Dr. Cain: I would encourage myself to read even more. The best writers I know are voracious readers of the scientific literature and of books for entertainment. The more you read, the more familiar you are with various topics, sentence structures, and vocabulary.
ASHG: What are your favorite and least favorite parts of your job?
Dr. Cain: My favorite part of my job is the variety of projects. I may be developing a genetics manuscript one week and a slide deck for a pain management meeting the next. The following month I may travel to an oncology conference to summarize presentations on recent findings.
Every project is an opportunity to learn and improve. More experienced medical writers have told me that this career that is rarely boring because there are always new data or new therapeutic areas to explore.
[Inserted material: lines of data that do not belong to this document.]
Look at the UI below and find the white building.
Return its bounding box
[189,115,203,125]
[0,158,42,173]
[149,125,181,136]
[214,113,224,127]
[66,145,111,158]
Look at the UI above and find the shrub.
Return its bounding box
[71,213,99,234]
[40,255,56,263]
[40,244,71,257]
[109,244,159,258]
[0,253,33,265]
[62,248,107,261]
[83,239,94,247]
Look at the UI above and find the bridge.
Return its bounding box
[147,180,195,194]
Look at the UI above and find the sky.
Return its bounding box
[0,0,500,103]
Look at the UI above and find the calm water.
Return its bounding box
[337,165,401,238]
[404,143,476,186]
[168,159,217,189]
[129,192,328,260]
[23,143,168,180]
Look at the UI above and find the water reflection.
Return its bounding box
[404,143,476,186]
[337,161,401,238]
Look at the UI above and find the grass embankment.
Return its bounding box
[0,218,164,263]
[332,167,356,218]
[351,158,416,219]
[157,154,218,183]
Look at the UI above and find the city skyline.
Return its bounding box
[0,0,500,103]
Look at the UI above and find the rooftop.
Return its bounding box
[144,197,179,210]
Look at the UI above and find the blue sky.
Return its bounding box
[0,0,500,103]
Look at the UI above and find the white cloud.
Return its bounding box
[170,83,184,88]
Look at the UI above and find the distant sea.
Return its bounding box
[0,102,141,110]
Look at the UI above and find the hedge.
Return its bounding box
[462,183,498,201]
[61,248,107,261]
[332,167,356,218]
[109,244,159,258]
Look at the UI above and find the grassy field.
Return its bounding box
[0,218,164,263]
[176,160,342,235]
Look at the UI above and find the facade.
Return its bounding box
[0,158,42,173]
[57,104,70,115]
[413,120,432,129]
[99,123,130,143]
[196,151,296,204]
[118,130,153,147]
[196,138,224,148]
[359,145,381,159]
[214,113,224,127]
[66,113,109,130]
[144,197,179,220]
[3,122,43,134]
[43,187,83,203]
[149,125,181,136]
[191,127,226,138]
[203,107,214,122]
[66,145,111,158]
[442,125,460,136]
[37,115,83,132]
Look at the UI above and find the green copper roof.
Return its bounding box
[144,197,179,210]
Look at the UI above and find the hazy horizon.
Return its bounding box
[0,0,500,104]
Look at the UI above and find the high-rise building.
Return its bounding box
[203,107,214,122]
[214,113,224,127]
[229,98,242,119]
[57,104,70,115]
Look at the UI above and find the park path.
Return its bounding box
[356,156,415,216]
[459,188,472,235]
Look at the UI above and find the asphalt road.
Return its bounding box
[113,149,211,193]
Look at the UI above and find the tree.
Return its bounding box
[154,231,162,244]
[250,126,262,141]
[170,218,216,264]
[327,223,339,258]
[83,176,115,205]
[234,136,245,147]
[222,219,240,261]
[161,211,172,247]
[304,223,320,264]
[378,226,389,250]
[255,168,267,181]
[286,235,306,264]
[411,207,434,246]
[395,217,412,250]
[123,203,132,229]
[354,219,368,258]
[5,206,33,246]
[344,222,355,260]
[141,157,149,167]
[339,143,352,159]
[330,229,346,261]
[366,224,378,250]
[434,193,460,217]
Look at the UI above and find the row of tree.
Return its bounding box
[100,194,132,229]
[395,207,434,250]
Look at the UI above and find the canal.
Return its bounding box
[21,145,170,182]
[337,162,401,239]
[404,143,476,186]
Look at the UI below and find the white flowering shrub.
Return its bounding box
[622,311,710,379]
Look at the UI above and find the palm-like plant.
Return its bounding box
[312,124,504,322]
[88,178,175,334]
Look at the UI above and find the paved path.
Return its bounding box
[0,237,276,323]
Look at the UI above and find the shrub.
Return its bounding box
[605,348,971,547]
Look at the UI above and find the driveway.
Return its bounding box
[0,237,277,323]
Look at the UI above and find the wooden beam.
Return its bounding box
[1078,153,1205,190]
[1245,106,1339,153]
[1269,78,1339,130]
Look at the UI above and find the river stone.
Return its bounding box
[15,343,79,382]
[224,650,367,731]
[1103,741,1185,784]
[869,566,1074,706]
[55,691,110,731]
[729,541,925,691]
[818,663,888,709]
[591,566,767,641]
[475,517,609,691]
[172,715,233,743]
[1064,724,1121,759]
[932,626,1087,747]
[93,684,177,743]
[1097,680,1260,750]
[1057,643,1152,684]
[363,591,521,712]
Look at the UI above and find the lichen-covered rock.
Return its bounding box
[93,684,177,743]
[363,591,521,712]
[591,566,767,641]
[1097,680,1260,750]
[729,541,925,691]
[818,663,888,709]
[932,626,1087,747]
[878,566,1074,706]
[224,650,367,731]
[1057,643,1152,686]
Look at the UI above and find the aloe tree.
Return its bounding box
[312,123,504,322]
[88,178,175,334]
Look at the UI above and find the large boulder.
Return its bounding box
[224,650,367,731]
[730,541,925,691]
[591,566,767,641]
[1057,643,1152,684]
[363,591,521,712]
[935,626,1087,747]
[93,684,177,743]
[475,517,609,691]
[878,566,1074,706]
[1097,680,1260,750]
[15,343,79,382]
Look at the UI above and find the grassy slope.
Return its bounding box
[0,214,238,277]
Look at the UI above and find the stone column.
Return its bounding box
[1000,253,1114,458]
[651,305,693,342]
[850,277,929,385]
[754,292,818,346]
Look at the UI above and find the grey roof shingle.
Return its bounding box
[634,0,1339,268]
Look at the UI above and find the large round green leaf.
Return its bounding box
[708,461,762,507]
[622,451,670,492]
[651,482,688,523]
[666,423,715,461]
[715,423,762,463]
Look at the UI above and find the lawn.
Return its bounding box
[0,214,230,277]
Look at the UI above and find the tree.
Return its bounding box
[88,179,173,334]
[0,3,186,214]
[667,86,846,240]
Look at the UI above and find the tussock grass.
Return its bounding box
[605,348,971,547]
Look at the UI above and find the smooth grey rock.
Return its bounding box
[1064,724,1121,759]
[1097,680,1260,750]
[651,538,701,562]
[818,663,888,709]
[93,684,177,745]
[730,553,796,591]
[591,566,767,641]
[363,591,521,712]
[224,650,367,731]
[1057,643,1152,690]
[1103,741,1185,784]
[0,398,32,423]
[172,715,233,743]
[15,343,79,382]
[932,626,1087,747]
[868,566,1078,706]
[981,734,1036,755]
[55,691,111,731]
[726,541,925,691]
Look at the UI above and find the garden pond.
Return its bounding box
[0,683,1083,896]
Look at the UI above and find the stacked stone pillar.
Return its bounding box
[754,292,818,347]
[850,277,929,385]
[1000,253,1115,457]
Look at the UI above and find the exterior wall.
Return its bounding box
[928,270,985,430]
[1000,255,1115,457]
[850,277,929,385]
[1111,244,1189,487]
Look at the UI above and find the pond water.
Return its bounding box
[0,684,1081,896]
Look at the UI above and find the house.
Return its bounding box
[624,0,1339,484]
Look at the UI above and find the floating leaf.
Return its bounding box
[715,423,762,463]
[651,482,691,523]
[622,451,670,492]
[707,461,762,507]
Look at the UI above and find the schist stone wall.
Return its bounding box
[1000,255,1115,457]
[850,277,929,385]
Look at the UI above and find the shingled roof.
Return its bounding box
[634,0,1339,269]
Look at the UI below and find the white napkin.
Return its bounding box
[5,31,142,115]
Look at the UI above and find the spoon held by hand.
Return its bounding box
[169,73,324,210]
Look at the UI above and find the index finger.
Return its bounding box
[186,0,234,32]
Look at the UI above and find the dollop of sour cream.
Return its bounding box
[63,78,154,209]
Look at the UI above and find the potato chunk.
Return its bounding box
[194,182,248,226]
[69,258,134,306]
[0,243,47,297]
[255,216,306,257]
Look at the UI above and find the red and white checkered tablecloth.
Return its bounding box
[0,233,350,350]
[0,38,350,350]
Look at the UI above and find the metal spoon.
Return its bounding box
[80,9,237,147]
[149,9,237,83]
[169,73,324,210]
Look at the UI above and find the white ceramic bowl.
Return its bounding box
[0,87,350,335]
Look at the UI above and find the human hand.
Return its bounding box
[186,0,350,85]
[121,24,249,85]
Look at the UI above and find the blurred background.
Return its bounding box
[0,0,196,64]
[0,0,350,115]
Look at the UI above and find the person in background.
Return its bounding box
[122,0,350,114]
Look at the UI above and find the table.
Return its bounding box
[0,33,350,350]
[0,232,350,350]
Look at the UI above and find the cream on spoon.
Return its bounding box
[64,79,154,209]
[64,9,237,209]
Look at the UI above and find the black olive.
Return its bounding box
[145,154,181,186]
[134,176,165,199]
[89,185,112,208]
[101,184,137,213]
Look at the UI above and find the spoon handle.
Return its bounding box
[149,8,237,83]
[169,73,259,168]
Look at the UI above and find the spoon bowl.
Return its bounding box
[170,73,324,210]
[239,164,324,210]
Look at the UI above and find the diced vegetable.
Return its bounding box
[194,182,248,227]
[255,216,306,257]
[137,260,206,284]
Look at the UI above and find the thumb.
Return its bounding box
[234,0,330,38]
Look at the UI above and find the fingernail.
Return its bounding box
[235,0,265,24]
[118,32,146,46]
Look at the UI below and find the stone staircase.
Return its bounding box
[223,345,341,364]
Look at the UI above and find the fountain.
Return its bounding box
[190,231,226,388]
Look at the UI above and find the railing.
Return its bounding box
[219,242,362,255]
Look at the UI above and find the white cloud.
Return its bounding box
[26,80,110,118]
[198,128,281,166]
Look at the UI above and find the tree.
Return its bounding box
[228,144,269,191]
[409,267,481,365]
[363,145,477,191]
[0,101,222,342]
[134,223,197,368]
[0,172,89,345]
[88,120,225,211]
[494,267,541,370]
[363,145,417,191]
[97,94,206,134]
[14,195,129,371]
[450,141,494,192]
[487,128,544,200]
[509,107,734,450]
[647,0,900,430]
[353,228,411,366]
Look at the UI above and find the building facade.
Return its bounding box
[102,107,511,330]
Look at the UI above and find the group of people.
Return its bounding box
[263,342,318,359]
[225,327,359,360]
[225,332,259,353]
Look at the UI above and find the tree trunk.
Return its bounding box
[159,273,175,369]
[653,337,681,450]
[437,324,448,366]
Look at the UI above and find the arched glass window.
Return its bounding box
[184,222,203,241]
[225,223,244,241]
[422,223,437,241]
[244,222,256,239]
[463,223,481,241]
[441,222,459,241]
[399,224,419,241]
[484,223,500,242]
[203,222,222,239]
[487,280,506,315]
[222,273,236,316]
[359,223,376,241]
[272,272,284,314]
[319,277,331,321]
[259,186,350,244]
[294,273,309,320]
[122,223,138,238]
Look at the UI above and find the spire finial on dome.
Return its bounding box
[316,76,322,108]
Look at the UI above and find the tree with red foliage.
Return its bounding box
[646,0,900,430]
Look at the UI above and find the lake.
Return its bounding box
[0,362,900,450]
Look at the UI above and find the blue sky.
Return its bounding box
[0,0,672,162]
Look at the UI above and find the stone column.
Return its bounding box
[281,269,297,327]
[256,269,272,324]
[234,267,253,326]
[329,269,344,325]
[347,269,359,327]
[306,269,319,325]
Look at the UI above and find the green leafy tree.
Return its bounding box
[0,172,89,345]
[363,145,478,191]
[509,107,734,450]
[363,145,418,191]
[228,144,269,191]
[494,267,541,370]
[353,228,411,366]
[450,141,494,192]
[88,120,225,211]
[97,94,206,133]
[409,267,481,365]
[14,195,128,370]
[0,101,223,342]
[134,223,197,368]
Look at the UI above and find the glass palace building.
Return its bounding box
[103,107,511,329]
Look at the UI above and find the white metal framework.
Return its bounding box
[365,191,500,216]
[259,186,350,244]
However, working on different topics is also a challenge. Research and becoming knowledgeable in a new field can take hard work, and deadlines are tight. I should note that some medical writers are more specialized and their experiences may differ from mine. Overall, I have found medical writing to be intellectually engaging and rewarding.
ASHG: What do you think the future holds for the field of genetics?
Dr. Cain: I think genetics will increasingly play a role in the diagnosis of diseases and in treatment decisions. There will be a need for improved education of medical professionals and the general public on genetics concepts.